シミュレーションには、住宅金融支援機構のWEBサイトで提供されている「返済プラン比較シミュレーション」を活用しました。
【借入条件】
借入先 | 民間金融機関 |
借入金額 | 2,000万円 |
ボーナス返済 | なし(0円) |
借入期間 | 20年 |
金利 | 年率1.8% ※全期間固定 |
住宅ローンの返済方法 | 元利均等返済 |
なお、保証料以外の住宅ローンにかかる諸費用は含まれていません。また、保証料の金額は保証会社の審査を経て決まるので、あくまで目安としてお考えください。
一括前払い(外枠方式)のシミュレーション
保証料として、借入金額の2.0%である40万円を一括前払いすると仮定します。
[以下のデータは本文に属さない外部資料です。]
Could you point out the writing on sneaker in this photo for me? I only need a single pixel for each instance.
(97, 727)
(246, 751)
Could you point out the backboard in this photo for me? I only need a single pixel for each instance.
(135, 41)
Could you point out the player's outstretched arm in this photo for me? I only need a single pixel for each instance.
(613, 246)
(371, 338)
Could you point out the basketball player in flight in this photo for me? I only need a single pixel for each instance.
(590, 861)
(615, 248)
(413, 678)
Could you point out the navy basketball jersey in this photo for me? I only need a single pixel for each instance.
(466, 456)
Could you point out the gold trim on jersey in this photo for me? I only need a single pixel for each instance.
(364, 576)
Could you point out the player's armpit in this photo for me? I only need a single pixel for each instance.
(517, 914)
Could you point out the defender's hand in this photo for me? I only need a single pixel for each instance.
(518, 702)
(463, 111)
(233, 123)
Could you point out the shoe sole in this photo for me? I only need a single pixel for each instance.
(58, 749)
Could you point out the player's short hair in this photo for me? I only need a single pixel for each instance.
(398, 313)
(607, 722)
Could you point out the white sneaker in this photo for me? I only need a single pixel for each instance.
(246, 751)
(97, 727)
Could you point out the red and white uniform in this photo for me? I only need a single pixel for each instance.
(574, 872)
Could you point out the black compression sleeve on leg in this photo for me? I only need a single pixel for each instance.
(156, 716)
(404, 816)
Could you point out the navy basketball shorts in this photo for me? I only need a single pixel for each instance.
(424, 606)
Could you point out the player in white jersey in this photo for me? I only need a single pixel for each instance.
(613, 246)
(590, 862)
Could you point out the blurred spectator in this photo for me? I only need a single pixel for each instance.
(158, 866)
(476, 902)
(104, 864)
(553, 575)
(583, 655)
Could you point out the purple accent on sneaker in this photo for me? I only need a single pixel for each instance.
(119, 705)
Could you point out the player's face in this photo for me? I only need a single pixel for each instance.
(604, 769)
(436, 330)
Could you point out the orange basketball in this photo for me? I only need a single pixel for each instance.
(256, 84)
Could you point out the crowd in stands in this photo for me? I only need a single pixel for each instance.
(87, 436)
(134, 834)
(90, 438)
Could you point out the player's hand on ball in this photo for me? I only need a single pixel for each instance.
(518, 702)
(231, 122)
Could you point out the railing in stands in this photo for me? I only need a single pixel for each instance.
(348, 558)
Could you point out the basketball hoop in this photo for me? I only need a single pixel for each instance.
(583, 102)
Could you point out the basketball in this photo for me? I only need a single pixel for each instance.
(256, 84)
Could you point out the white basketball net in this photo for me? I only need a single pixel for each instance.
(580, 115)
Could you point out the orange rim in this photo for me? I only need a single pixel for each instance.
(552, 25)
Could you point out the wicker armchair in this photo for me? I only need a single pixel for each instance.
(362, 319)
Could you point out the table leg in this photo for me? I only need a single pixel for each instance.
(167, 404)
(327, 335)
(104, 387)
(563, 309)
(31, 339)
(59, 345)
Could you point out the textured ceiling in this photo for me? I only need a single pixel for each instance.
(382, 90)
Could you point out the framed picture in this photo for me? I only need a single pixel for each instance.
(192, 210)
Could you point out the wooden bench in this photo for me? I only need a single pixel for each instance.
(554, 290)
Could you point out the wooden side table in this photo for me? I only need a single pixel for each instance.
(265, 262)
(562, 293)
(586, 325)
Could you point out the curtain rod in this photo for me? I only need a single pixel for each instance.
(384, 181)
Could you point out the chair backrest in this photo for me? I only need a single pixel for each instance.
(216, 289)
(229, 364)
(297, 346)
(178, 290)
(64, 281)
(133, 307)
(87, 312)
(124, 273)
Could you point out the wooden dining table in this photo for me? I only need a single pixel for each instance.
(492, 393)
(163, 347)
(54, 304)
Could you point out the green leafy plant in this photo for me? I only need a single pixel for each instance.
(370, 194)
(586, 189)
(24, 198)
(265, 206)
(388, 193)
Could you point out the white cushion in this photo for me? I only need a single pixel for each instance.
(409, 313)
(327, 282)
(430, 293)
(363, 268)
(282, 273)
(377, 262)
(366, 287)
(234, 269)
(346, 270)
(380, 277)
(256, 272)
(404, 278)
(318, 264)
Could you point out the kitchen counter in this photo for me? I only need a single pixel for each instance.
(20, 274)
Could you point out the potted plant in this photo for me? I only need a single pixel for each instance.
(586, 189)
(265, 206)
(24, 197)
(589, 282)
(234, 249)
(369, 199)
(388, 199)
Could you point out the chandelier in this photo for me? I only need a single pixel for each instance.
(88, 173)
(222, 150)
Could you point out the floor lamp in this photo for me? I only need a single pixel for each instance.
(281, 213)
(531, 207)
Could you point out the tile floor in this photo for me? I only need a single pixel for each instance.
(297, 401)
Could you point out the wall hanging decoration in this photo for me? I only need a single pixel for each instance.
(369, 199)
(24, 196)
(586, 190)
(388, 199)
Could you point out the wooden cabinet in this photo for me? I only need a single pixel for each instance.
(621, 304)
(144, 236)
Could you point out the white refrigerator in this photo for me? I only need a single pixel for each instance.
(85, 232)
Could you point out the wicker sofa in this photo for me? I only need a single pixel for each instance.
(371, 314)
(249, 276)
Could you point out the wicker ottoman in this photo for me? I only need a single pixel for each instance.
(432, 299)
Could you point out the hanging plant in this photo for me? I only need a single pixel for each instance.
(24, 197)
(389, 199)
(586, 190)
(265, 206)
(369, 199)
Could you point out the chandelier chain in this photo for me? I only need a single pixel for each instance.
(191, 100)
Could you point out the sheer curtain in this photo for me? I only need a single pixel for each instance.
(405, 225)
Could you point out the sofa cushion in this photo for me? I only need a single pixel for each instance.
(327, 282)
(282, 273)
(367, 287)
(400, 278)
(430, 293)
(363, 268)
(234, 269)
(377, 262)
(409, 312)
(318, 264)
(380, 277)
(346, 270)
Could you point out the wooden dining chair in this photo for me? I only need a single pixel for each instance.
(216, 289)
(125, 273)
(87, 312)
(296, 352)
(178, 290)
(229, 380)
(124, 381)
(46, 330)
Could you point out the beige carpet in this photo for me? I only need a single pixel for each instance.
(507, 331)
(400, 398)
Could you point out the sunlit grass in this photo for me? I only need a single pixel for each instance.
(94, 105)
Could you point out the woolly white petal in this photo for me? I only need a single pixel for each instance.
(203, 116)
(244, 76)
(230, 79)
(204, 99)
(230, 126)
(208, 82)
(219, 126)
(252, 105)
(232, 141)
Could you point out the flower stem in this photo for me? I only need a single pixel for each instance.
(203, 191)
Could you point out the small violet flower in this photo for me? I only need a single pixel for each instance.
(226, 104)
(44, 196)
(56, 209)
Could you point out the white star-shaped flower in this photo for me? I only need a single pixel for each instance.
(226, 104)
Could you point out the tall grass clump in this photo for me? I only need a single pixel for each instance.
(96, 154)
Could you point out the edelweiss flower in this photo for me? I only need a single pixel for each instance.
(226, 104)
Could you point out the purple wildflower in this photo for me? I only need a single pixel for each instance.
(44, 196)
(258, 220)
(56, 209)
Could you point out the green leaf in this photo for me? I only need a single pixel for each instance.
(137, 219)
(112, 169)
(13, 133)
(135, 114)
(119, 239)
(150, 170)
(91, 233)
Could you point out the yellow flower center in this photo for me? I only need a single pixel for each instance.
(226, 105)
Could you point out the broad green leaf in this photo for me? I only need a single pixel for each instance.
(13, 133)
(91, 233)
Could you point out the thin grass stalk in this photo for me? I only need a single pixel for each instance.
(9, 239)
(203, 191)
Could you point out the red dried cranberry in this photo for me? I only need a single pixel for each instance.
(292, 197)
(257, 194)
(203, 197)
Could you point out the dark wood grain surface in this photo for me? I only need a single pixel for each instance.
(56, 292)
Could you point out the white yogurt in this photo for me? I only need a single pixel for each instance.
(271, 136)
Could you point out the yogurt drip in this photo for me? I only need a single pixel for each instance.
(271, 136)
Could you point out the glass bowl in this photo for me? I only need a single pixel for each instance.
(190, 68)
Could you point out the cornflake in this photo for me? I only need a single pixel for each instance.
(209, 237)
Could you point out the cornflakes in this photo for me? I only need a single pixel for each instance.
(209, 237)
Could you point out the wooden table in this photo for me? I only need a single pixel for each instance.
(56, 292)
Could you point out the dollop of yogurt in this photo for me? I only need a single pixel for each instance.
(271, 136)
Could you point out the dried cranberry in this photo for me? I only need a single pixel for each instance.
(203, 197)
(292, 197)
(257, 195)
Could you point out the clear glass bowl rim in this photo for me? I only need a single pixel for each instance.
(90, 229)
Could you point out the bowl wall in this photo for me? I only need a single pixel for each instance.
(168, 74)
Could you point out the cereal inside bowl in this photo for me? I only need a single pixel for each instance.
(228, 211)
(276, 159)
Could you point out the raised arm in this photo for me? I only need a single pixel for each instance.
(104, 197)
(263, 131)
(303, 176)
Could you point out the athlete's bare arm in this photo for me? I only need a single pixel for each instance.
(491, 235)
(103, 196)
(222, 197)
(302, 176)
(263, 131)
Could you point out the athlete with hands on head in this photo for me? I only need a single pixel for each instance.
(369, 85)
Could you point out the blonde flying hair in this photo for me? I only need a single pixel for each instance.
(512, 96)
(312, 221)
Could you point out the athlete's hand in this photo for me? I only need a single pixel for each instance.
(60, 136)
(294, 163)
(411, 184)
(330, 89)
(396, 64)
試算すると次の金額になりました。
返済総額 | 2,423万241円 ※うち保証料が40万円 |
利息分 | 383万241円 |
毎月の返済額 | 9万9,293円 |
住宅ローンの借入金額と保証料に利息分が加わり、トータルの返済額は2,423万241円となっています。利息分だけで、約383万円かかっていることがわかります。
金利上乗せ払い(内枠方式)のシミュレーション
保証料分の金利が0.2%上乗せされると仮定し、総返済額や毎月の返済額を試算したところ、次のようになりました。
返済総額 | 2,428万2,300円 |
利息分 | 428万2,300円 |
毎月の返済額 | 10万1,176円 |
保証料分の金利が上乗せされた分、合計金利が2.0%となり、利息分だけで400万円を超える計算です。一括前払いと同じ借入条件であっても、金利上乗せ払いでは総返済額がおよそ5万円高い結果となりました。
支払い方法はライフプランと照らして選択しよう
保証料の支払い方法をどちらにするかは、住宅ローン契約時の資金の余力だけではなく、ライフプランとも照らし合わせてみてください。シミュレーションで分かるとおり、同じ借入金額、同じ借入期間であっても、支払い方法次第で毎月の返済額や総返済額が変わります。
「子どもの大学進学に向けて教育費を毎月貯蓄したい」「老後の資金を積み立てたい」といった計画があるなら、毎月の返済額が少ない一括前払いが向いているでしょう。一方「新居への引っ越し費用を考えて、ある程度のお金を手元に残しておきたい」というケースでは、金利上乗せ払いを選択した方が、引っ越し費用を捻出しやすくなります。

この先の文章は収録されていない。